Dante acabara de concluir um trabalho relativamente simples – exorcizar um pequeno grupo de demônios parasitas que estavam infestando um antigo armazém nos arredores da cidade. O cliente, um nervoso proprietário de uma empresa de logística, já havia pago a quantia combinada, embora com algumas reclamações sobre os "danos colaterais" causados por Ebony e Ivory.

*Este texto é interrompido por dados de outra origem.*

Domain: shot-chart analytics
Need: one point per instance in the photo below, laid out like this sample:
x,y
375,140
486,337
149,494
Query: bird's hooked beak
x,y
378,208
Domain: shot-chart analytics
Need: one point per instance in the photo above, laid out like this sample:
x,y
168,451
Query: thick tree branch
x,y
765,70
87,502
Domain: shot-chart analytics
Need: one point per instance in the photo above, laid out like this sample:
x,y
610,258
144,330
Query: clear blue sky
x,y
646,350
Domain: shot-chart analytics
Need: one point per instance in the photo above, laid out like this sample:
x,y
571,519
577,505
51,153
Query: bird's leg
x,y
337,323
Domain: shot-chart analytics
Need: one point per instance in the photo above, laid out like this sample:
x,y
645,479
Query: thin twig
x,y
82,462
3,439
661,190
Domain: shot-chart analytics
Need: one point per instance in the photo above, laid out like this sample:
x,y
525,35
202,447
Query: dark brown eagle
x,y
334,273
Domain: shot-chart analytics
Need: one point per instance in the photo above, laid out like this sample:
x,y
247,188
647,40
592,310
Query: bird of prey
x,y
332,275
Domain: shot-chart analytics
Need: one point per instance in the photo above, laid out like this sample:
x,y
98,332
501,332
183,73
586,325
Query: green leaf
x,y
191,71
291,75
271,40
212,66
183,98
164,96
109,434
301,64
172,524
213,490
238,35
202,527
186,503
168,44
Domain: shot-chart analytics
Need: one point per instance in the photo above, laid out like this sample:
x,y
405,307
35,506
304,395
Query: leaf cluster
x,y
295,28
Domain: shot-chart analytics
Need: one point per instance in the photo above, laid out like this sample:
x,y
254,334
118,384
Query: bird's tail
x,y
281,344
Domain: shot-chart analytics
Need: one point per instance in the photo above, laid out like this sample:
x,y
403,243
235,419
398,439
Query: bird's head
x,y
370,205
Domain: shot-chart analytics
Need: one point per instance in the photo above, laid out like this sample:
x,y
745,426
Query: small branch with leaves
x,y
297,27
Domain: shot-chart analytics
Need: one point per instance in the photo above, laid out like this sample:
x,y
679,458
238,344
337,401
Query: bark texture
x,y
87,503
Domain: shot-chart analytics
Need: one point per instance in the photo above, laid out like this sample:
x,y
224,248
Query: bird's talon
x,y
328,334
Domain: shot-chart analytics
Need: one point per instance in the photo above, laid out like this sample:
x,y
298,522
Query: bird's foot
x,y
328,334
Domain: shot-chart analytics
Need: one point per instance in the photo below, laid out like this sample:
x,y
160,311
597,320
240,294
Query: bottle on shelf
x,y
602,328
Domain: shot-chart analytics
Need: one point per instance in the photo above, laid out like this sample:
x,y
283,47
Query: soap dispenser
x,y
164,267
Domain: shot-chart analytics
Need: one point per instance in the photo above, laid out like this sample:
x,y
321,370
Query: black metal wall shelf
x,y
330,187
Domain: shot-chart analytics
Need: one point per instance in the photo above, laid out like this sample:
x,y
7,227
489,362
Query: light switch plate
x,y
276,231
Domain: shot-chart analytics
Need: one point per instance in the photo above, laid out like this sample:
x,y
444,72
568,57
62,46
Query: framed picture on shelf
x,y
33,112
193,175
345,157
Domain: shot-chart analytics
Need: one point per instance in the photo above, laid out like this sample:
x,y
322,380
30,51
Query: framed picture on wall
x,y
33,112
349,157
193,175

Enquanto Dante guardava suas pistolas em suas coldres e bocejava, pronto para voltar sua base e talvez pedir uma pizza extra grande, uma sensação fria e incômoda percorreu sua espinha. Não era o fedor familiar de enxofre que geralmente acompanhava a presença demoníaca. Era algo diferente, mais sutil e, de alguma forma, perturbador.
Ele parou no meio do caminho, sua mão instintivamente pairando sobre Rebellion, a lâmina adormecida presa às costas. Seus olhos azuis percorreram o armazém destruído, farejando o ar. Em vez do cheiro de destruição e energia demoníaca residual, uma fragrância doce começou a se misturar com o ar empoeirado. Era um aroma floral, como um jardim em plena floração, mas com uma nota subjacente que o fazia sentir um leve calafrio.
"Que diabos...?" Dante murmurou, sua expressão relaxada dando lugar a uma carranca de alerta. Demônios não cheiravam assim. Era uma regra fundamental do seu "negócio".
No centro do armazém, onde antes havia um amontoado de caixas, uma figura se materializou lentamente. Não era a massa grotesca de carne e garras que ele estava acostumado a enfrentar. O aroma doce que emanava dele se intensificou, preenchendo o ar.
"Você..." Dante disse, sua voz baixa e cautelosa. "Você não cheira a queimado.